# Hows about this one for size!



## LC1962 (Oct 6, 2005)

http://cgi.ebay.co.uk/Luxury-Motorh...ryZ36798QQssPageNameZWDVWQQrdZ1QQcmdZViewItem

I'd love to know how you'd go about registering this one :roll:


----------



## artona (Jan 19, 2006)

Hi

Phewwwwwwwwwwwwwwwwwwwwwwwwwwwwwwwwww


stew


----------



## MicknPat (Jul 18, 2005)

So someone in Andover has shipped that over from the States but who would buy a vehicle like that where you havent a cat in hells chance of getting it registered :?


----------



## LC1962 (Oct 6, 2005)

My sentiments exactly Mick......unless of course you have a foot problem or share the same name as Pete Cook's mate :wink:


----------



## Rapide561 (Oct 1, 2005)

*RV*

Hi

Length OK, it is the width that might be an issue. Then again, it is on a fairly standard chassis so might just squeeze in

Rapide


----------



## damondunc (Feb 14, 2006)

*newell coach*

Hi folks,
I know a bit about this one, previously owned by Jaques Villeneuve and Jenson Button. It's registered in southern Ireland, just prior to working at the dealer I worked at down south they used to look after it and did the warranty work on it when nearly new. It's not the only one over here either the proprietor of Harrod's has one aswell. What a machine! totally bespoke built to owners specification, but look out if it goes wrong, telephone numbers come to mind, and vastly complicated.The place where it's kept is just up the road from chris's mum's in andover.
cheers Duncan.


----------



## Pusser (May 9, 2005)

I wonder what the gearbox and engine are like after Jenson's has been driving it. Is he related to the old Jensen car firm, the first hatchback in history I think.

... probably not. More like Cadburys


----------



## Grizzly (May 9, 2005)

So how did Jensen Button / Jacques Villeneuve's drivers get it from A to B in UK if it is illegal to drive it here ?

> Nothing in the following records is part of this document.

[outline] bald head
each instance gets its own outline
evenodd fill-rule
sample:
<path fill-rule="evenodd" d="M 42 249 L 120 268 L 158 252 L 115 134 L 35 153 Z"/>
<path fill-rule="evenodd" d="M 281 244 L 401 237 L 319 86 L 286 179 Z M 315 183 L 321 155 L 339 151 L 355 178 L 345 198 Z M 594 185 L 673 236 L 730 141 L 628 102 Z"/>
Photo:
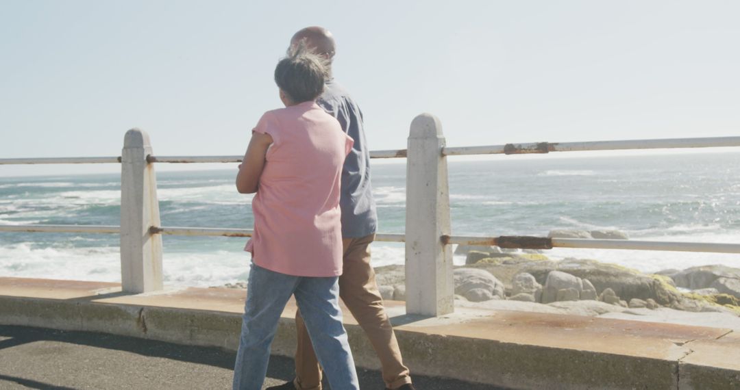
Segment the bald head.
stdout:
<path fill-rule="evenodd" d="M 311 51 L 329 61 L 332 61 L 336 53 L 337 44 L 334 41 L 334 36 L 323 27 L 312 26 L 298 30 L 290 39 L 291 49 L 295 48 L 300 41 L 303 41 Z"/>

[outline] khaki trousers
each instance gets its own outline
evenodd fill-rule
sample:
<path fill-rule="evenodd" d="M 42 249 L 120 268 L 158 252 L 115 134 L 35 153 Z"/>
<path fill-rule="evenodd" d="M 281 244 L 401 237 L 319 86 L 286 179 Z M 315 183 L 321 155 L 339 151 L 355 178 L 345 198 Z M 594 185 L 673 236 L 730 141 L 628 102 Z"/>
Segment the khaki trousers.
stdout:
<path fill-rule="evenodd" d="M 370 266 L 371 234 L 344 239 L 343 271 L 339 277 L 339 296 L 365 331 L 380 360 L 383 380 L 388 389 L 411 383 L 408 369 L 403 365 L 396 335 L 383 306 L 383 298 L 375 283 L 375 271 Z M 320 390 L 321 369 L 300 311 L 295 313 L 298 346 L 295 351 L 295 380 L 299 390 Z"/>

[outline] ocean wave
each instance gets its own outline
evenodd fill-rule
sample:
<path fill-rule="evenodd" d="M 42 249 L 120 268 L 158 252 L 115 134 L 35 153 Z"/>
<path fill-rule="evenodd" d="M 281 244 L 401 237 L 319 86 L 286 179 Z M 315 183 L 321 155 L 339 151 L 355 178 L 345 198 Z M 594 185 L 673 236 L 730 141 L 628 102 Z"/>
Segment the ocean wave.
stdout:
<path fill-rule="evenodd" d="M 589 170 L 557 170 L 552 169 L 540 172 L 537 176 L 593 176 L 596 174 L 595 171 Z"/>
<path fill-rule="evenodd" d="M 373 188 L 373 198 L 375 203 L 403 203 L 406 202 L 406 189 L 405 187 L 385 186 Z"/>

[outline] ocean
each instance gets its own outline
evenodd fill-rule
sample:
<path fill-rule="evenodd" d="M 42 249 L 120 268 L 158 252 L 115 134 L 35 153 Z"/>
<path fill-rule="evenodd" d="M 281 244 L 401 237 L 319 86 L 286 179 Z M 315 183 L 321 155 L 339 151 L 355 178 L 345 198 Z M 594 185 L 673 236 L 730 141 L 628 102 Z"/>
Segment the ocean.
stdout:
<path fill-rule="evenodd" d="M 576 154 L 574 154 L 574 155 Z M 518 158 L 448 162 L 453 234 L 546 236 L 552 229 L 619 230 L 631 239 L 740 243 L 740 153 Z M 406 165 L 372 165 L 380 233 L 404 232 Z M 164 226 L 251 228 L 252 196 L 235 169 L 158 172 Z M 120 175 L 1 177 L 0 225 L 119 225 Z M 246 239 L 164 237 L 165 284 L 246 281 Z M 403 264 L 403 244 L 376 242 L 377 266 Z M 740 255 L 556 248 L 643 272 L 722 264 Z M 464 264 L 464 256 L 456 256 Z M 0 276 L 120 281 L 118 237 L 0 232 Z"/>

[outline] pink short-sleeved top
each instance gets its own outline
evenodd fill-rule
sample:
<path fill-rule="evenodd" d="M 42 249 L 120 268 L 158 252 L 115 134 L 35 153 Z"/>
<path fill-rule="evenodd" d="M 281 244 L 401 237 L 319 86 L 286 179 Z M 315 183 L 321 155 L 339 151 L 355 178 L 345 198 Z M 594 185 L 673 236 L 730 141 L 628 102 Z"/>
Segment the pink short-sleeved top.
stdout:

I don't suppose Button and Villeneuve used it to sleep on someone's drive in Andover between races - ? !

G


----------



## TonyHunt (Oct 10, 2005)

Its registered abroad as the Ad says so is obviously legal to drive over here on Irish plates. Its done 141,000 miles the ad says which for a vehicle like that is only just run in. What a beut. 7ft longer than my Newmar.


----------



## woodcut (Sep 30, 2006)

*BIG OR WHAT*

hI. Well it is a beaut, i had a look into a couple of these on my last visit to Florida, they are really beautiful.

Jeff.......


----------



## 98452 (Apr 2, 2006)

_Registered in the EEC_

Is there a possible loophole?


----------



## Rapide561 (Oct 1, 2005)

*Size*



RR said:


> _Registered in the EEC_
> 
> Is there a possible loophole?


Hi

Several years ago, a coach manufacturer (Neoplan) built a twin deck coach called a mega liner, tinn axles both front and rear.

From memory, it can be driven in the UK but must be registered elsewhere.

Siesta from Middlesbrough have 13.5 metre coaches on British plates as opposed to the standard 12 metre stuff

Rapide


----------



## Snelly (Aug 20, 2005)

That is twice as long as my motorhome... 8O


----------



## 2kias (Sep 18, 2006)

Hope it doesn't end up next to me on a CC site!
Wouldn't see daylight all day!


----------